Im
Vaterunser beten weit über eine Milliarde Menschen, die sich
Christen nennen, zu ihrem Gott. Doch gleichzeitig rüsten sie für Kriege,
führen Tierversuche und grausame Tiertransporte durch, betreiben
Schlachthäuser und lassen es zu, dass die Kluft zwischen Arm und Reich
ständig größer wird. "Erweist ihr euch als Kinder des ewigen Vaters?" So
fragt Gott Vater durch Prophetenmund, und Er fügt hinzu: "Oder sind viele von euch höllisch geworden in der
Anbetung des Gottes der Unterwelt?"
Die Welt befindet sich im Chaos. Symbolisch
gesprochen versucht der Gott der Unterwelt die Menschen immer mehr an
sich zu binden, sie zu manipulieren und gleichzuschalten, sie zu immer
weiteren Untaten anzuregen. Befreien kann sich nur, wer sich selbst und
seinen Anteil am Weltgeschehen erkennt und mit Christus bereinigt.
Wie können wir feststellen, was wir unseren
Mitmenschen und der Natur antun?
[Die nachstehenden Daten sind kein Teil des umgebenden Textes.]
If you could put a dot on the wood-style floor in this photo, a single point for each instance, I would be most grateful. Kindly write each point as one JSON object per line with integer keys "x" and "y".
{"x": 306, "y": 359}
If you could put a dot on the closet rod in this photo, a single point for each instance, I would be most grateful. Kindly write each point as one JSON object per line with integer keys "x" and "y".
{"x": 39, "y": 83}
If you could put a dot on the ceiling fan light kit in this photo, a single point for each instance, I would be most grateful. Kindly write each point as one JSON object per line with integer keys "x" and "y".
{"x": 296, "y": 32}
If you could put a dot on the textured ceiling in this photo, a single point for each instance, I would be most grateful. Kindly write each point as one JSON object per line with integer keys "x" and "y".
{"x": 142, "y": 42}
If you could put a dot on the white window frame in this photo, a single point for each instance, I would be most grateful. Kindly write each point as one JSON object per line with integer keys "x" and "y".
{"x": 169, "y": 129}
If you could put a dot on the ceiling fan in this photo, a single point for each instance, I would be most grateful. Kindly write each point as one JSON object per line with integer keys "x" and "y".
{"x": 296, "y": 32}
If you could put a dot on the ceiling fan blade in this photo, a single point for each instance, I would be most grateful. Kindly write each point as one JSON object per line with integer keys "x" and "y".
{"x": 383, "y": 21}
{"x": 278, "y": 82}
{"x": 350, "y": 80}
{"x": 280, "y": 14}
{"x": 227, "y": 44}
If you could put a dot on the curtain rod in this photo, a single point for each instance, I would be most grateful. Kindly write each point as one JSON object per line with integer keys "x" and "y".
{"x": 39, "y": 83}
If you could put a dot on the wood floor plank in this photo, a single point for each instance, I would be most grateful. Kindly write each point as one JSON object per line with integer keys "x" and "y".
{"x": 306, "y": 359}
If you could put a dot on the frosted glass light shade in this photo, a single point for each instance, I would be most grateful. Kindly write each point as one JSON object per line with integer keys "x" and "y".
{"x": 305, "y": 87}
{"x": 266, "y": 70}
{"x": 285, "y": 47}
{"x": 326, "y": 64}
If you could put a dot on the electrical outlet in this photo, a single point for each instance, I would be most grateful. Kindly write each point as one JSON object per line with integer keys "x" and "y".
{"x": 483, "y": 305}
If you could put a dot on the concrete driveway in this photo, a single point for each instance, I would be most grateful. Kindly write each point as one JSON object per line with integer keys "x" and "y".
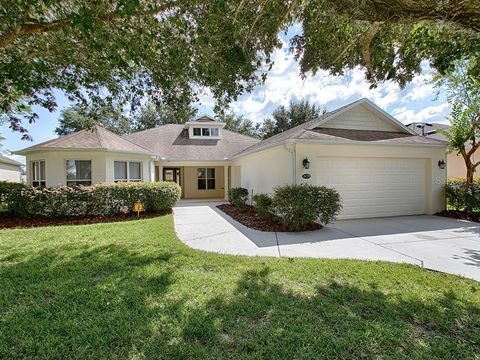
{"x": 436, "y": 243}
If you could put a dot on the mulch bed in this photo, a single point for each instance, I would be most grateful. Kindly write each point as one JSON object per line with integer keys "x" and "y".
{"x": 249, "y": 217}
{"x": 458, "y": 214}
{"x": 15, "y": 222}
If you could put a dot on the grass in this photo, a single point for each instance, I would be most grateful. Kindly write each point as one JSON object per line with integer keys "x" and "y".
{"x": 132, "y": 290}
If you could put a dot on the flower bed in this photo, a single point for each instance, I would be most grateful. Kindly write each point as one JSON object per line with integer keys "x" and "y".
{"x": 248, "y": 216}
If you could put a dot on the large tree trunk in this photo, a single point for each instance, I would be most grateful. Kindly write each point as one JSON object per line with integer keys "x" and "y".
{"x": 465, "y": 13}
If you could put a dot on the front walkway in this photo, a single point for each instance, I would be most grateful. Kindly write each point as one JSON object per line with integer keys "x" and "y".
{"x": 434, "y": 242}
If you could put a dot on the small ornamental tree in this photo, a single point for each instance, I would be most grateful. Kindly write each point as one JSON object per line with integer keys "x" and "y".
{"x": 463, "y": 92}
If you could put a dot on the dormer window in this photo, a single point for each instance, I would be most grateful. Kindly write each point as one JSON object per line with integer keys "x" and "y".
{"x": 205, "y": 128}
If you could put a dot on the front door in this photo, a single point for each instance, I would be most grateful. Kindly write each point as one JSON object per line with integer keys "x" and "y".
{"x": 172, "y": 174}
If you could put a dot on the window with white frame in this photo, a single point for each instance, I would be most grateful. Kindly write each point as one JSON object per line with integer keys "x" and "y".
{"x": 79, "y": 172}
{"x": 206, "y": 179}
{"x": 206, "y": 132}
{"x": 38, "y": 174}
{"x": 125, "y": 171}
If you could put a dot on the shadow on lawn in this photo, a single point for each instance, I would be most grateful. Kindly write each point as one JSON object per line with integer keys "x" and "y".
{"x": 111, "y": 302}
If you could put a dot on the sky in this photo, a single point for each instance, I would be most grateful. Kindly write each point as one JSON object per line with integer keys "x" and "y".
{"x": 418, "y": 101}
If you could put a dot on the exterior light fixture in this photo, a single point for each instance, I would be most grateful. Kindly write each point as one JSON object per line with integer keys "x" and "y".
{"x": 306, "y": 163}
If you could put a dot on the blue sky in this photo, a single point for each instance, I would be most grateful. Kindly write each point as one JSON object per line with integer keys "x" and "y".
{"x": 417, "y": 102}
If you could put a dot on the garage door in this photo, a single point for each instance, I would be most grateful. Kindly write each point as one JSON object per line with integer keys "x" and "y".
{"x": 374, "y": 187}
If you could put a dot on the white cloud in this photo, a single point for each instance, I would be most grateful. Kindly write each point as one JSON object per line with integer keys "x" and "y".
{"x": 417, "y": 101}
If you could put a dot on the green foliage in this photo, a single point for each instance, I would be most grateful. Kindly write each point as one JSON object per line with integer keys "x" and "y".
{"x": 264, "y": 202}
{"x": 100, "y": 199}
{"x": 123, "y": 51}
{"x": 240, "y": 124}
{"x": 463, "y": 93}
{"x": 303, "y": 205}
{"x": 388, "y": 40}
{"x": 287, "y": 118}
{"x": 238, "y": 197}
{"x": 76, "y": 118}
{"x": 150, "y": 115}
{"x": 463, "y": 196}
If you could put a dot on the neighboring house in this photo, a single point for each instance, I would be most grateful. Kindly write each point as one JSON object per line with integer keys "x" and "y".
{"x": 455, "y": 162}
{"x": 10, "y": 170}
{"x": 379, "y": 166}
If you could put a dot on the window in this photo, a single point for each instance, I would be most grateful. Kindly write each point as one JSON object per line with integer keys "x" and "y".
{"x": 79, "y": 172}
{"x": 38, "y": 174}
{"x": 206, "y": 132}
{"x": 206, "y": 178}
{"x": 125, "y": 171}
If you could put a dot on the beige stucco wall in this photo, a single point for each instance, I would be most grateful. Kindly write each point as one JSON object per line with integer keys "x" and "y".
{"x": 191, "y": 188}
{"x": 263, "y": 171}
{"x": 10, "y": 173}
{"x": 188, "y": 177}
{"x": 456, "y": 165}
{"x": 102, "y": 164}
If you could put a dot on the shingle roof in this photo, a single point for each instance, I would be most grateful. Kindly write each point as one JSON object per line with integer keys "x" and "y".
{"x": 96, "y": 139}
{"x": 377, "y": 137}
{"x": 5, "y": 160}
{"x": 172, "y": 142}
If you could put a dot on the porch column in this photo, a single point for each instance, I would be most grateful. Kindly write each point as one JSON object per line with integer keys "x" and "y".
{"x": 225, "y": 180}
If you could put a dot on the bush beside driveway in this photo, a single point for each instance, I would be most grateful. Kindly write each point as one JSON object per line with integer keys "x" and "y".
{"x": 132, "y": 290}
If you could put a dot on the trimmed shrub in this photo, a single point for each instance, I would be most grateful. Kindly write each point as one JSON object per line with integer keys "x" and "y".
{"x": 99, "y": 199}
{"x": 263, "y": 202}
{"x": 463, "y": 197}
{"x": 303, "y": 205}
{"x": 238, "y": 197}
Wir sollten uns in sie hineinspüren:
"Lernt, in euren Nächsten, den ihr abwertet, den ihr hasst, den
ihr neidet, hineinzuspüren, und ihr erlebt den feinen Hauch Gottes, der
Ich Bin. Dann habt ihr die Kraft, mit eurem Nächsten Frieden zu
schließen ... Spürt in ein Tier hinein. ... Es empfindet, denn Leben ist
feinste Empfindung. Könnt ihr es dann malträtieren? Könnt ihr es dann
erschlagen? Könnt ihr es dann verzehren?"
Wie würden wir reagieren, wenn uns all das geschehen
würde, was wir Menschen unseren Mitmenschen und den Tieren antun? Was
würden wir sagen? Wir machen uns viel zu wenig bewusst, dass wir einst
im Jenseits in Bildern die Schmerzen und Qualen erleben werden, die wir
anderen Lebewesen zugefügt haben.
Doch es müsste nicht so weit kommen. Wir können
heute, in jedem Augenblick, unser Gewissen aktivieren, um zu erfahren,
was unser Anteil am Chaos dieser Welt ist - zum Beispiel mit den Fragen:
"Wie stehst du zu deinem Nächsten? Ist dein Nächster ein Teil deines
Lebens? Oder ist er dir gleichgültig?"
Gott ist uns nahe. Er ist die positive Kraft in jedem
Gedanken, in jedem Wort, in jedem Gefühl: "Ich klopfe an dein
Gefühl. Höre - es ist das Gewissen. Ich poche in deinem Herzen. Ich
poche und klopfe in deinem Wort. Höre, und überprüfe deine Worte, ob
sie gottgewollt sind. Überprüfe deine Gedanken."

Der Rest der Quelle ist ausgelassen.